La guerra en el horizonte de una aldea

Desde el 19 de julio de 1870, Francia y Prusia (territorio que hoy es parte de Alemania) entran en guerra. El Kaiser Wilhelm II, el cual poseía un ejército que tenía un poderío muy superior al de Francia, que se vio obligado a reclutar jóvenes sin experiencia militar para usarlos como primera línea de defensa. Entre ellos estaban 38 provenientes de la pequeña aldea de Pontmain. Antes de partir su párroco, el padre Guerín, los había confesado, celebrado la Santa Misa y entregado a todos la comunión.

Hacia el 16 de enero de 1871 el ejército pruso ya dominaba dos terceras partes de Francia y estaba a pocos kilómetros de la pequeña Pontmain.
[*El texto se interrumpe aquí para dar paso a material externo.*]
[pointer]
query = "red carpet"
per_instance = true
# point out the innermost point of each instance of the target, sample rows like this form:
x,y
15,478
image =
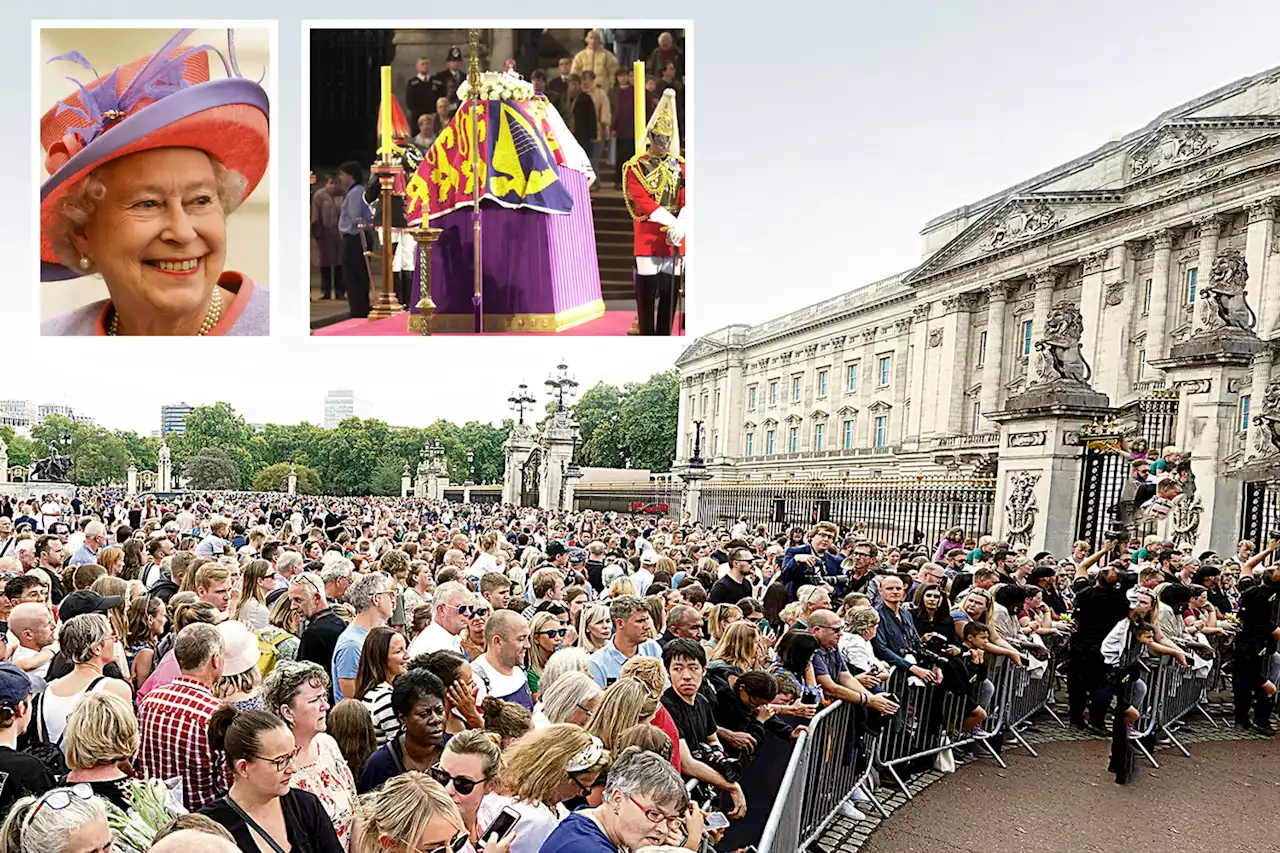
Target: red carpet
x,y
612,324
Al día siguiente, 17 de enero el padre Guerin, como ya venía haciéndolo desde días anteriores, conminó a los aldeanos para juntarse a rezar en la parroquia… El sacerdote animaba los ruegos encomendando a la mediación de mártires y la protección de la Santísima Virgen María a toda Francia.

A eso de las 6 p.m., Eugène (una niña) salía del establo cuando vio en el cielo a una hermosa Señora, en el aire, unos 6 metros por encima de la techumbre. La Señora tenía un vestido azul oscuro cubierto de estrellas doradas, un velo negro y una corona de oro. Sus brazos extendidos como en la medalla milagrosa, pero sin los rayos.

Alguien propuso entonces al cura del pueblo que le hablara a la Virgen. El cura sin pensarlo dos veces les dijo lo primero que se le vino en mente: «¡Pero si no la veo! ¿Qué voy a decirle? Recemos…». En ese mismo momento la Madre de Dios dijo a los niños: «Recen hijos míos. Dios concederá pronto lo que piden. Mi Hijo se deja conmover».

Los aldeanos comenzaron entonces a suplicar a Dios que acabara la guerra y tuviera misericordia de ellos. Seguidamente, a instancias del párroco se arrodillaron, iniciando así el rezo del Rosario y luego el Magnificat. A las 8:30 p.m., la gente cantó el «Ave Maris Stella».

Los niños vieron en ese momento que la Virgen sonreía. Alrededor de las 8:45 p.m., los niños dijeron: «Ha terminado». Tres días después los prusianos detuvieron su avance y se retiraron. La paz se firmó a los once días. Por eso, a esta advocación de Nuestra Señora de Pontmain se la conoce como Virgen de la Oración, quien enseña que Dios Padre, Hijo y Espíritu Santo es Misericordia.